I have a fairly complex Excel spread sheet set up. I pick my materials that are already loaded into a data base, estimate time of various tasks, etc. and it generates a price for me. I spent the first two years of my rod building life keeping close tabs on how long it took me to do various tasks so I have a very good idea how long it takes to lay out guides, glue up cork, wrap the guides, etc.

I don't mark materials up. In my opinion, you're paying me to build you a rod, not sell you materials. Marking materials up just makes the most expensive components more profitable. When I push high end components its because they are best for the build, not because I make more money on them. It is no harder to build with high end components than it is low end.

You can't buy a custom rod off Ebay or off a builders rod rack. That may be a hand crafted rod, but it is not a custom rod. Custom builders look at the angler, reel, line, lures, fishing conditions, etc to make a recommendation to the angler on what would be ideal for them. Custom builders don't use guide spacing charts and just plunk a purchased set of guides on the rod. They look at the blanks flex characteristics and use a static distribution test to determine the number of guides and the best guide placement. Custom builders don't buy pre made handle kits and slap them on the rod.

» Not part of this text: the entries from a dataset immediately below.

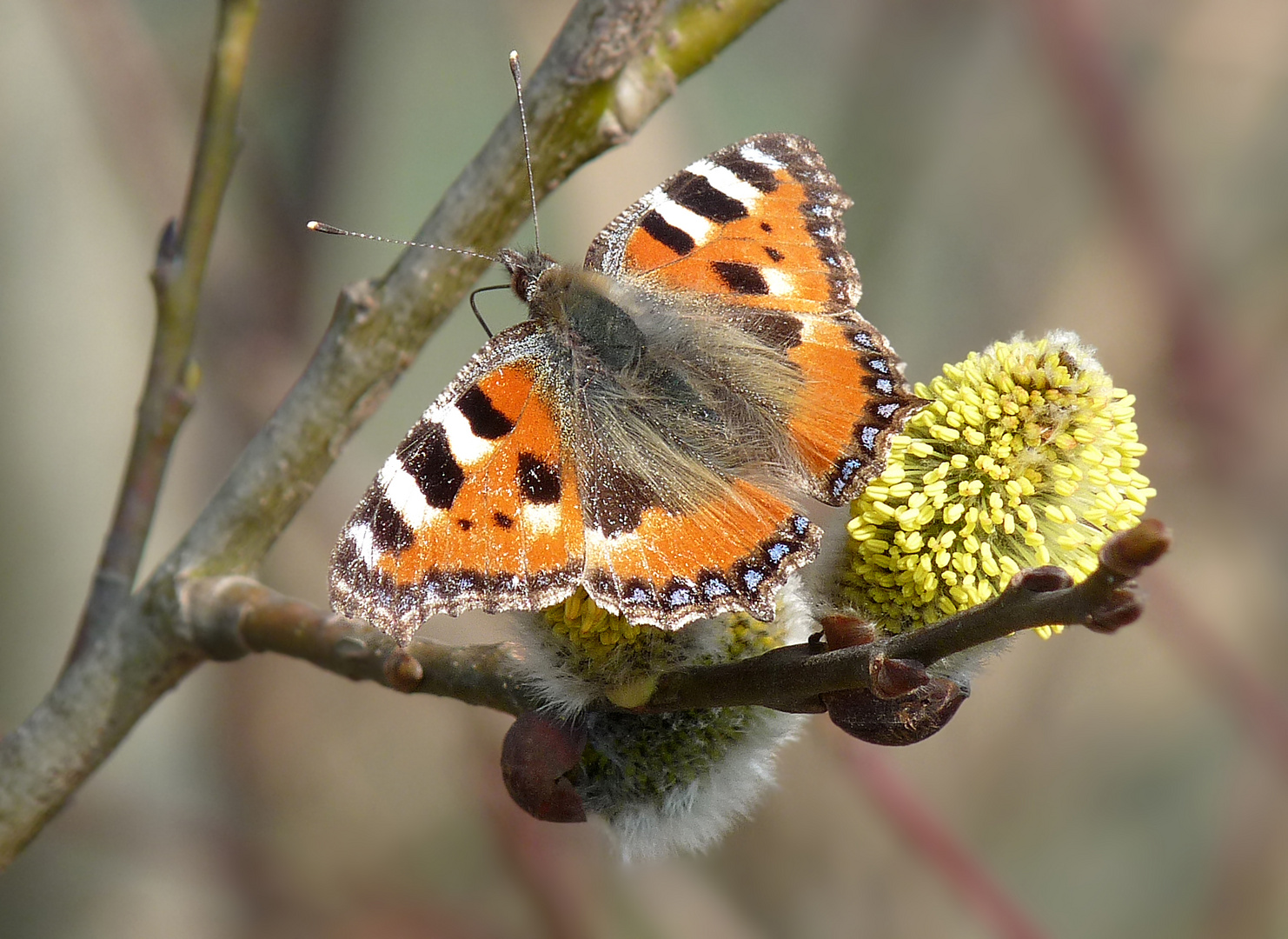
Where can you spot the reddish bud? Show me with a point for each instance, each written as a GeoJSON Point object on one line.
{"type": "Point", "coordinates": [403, 673]}
{"type": "Point", "coordinates": [536, 757]}
{"type": "Point", "coordinates": [1044, 580]}
{"type": "Point", "coordinates": [895, 722]}
{"type": "Point", "coordinates": [893, 678]}
{"type": "Point", "coordinates": [842, 631]}
{"type": "Point", "coordinates": [1128, 553]}
{"type": "Point", "coordinates": [1121, 609]}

Etc. A custom rod is designed with and for you.

The biggest group I do customs for are for guys who just can't find what they need of the rack. A Loomis Mag Bass rod that is 7'3". A Legend Elite C68MXF that is 2-pieces. A Loomis GLX SJ721 that is 6" longer...a 781. Even a Loomis BCR without the Recoil guides. Right now I'm stripping down to the naked blank and rebuilding two different Loomis GLX BCR rods. Loomis hasn't released the blanks to builders and while many love the rods, they hate the guides.

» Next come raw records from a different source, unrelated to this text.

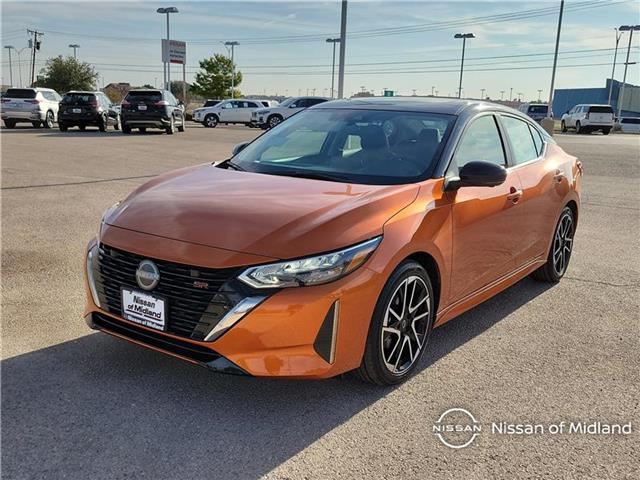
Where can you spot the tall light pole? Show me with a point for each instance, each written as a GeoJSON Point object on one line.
{"type": "Point", "coordinates": [630, 29]}
{"type": "Point", "coordinates": [233, 66]}
{"type": "Point", "coordinates": [464, 37]}
{"type": "Point", "coordinates": [343, 47]}
{"type": "Point", "coordinates": [613, 68]}
{"type": "Point", "coordinates": [75, 46]}
{"type": "Point", "coordinates": [9, 47]}
{"type": "Point", "coordinates": [167, 63]}
{"type": "Point", "coordinates": [333, 64]}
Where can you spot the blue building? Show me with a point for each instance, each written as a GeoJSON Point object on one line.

A basic build with Avid/Alconite level components is going to be in the mid $200 range. A build with GLX/titanium framed SiC guides and a bunch of bling is going to be in the mid $500 range. Its a wide range, but those two rods are worlds apart.

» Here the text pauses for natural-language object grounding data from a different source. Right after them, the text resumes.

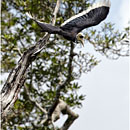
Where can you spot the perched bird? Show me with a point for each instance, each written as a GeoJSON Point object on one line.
{"type": "Point", "coordinates": [72, 27]}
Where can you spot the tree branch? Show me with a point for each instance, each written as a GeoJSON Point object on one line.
{"type": "Point", "coordinates": [62, 86]}
{"type": "Point", "coordinates": [17, 76]}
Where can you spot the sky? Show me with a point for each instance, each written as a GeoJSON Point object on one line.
{"type": "Point", "coordinates": [106, 87]}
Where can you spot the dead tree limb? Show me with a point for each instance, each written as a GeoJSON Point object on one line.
{"type": "Point", "coordinates": [17, 76]}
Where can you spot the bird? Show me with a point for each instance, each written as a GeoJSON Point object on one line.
{"type": "Point", "coordinates": [71, 28]}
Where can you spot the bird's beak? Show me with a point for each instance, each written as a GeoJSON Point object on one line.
{"type": "Point", "coordinates": [80, 38]}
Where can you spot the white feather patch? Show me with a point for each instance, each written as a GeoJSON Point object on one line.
{"type": "Point", "coordinates": [106, 3]}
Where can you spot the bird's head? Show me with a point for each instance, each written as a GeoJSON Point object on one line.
{"type": "Point", "coordinates": [80, 38]}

Its pretty easy to build something that's a big improvement in off the rack rods using components that aren't available on off the rack rods for $350.


----------



## little anth (Mar 3, 2008)

thats a sick combo jim


shamoo you need a "pimped out" slider rod :wink:


----------



## shamoo (Mar 4, 2008)

I think your right little anth, if I can get little fuzzy dice hanging from the eyelets and a coon tail hanging from the handle, I'm ready to say pimp that rod. I'm seriously thinking of getting one and when the time comes Mattman will be the designer.


----------



## slim357 (Mar 4, 2008)

About how much do those otter rods go for?


----------



## little anth (Mar 4, 2008)

lmao :lol:


----------



## Nickk (Mar 4, 2008)

slim357 said:


> About how much do those otter rods go for?






Mattman said:


> A basic build with Avid/Alconite level components is going to be in the mid $200 range. A build with GLX/titanium framed SiC guides and a bunch of bling is going to be in the mid $500 range. Its a wide range, but those two rods are worlds apart.
> 
> Its pretty easy to build something that's a big improvement in off the rack rods using components that aren't available on off the rack rods for $350.


----------



## slim357 (Mar 4, 2008)

how did i miss that.


----------